A rat model of Parkinson's disease was produced with a unilateral infusion of 6-OHDA (8 mug) into the substantia nigra par compact. Bilobalide was administered 5, 10, and 20 mg/kg (ip) once a day for 7 d, starting 6 d prior to the 6- OHDA infusion. The rats were subjected to locomotor activity and rotational behavior testing 2 or 3 weeks after the 6-OHDA infusion. The expressions of tyrosine hydroxylase (TH) and NF-kappaB p65 were examined by immunofluorescence. The loss of dopaminergic neurons was detected by Nissl's staining. Terminal deoxynucleotidyl transferase-mediated dUTP nick-end labeling was used to identify apoptosis.

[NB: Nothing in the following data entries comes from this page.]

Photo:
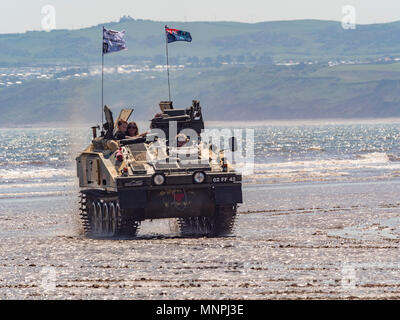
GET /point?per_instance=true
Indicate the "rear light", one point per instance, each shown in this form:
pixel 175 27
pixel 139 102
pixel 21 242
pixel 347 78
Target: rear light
pixel 199 177
pixel 158 179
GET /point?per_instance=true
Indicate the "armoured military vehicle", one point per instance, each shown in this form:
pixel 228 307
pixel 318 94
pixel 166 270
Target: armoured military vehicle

The behavioral changes due to 6-OHDA were significantly restored by bilobalide pretreatment. Bilobalide inhibited the 6-OHDA-induced loss of TH-positive neurons, decreased the activation of NF-kappaB, and protected dopaminergic neurons from apoptosis remarkably.
NF-kappaB activation contributes to the 6-OHDA-induced loss of dopaminergic neurons, and the inhibition of the NF-kappaB pathway is likely to be involved in the neuroprotective effect of bilobalide.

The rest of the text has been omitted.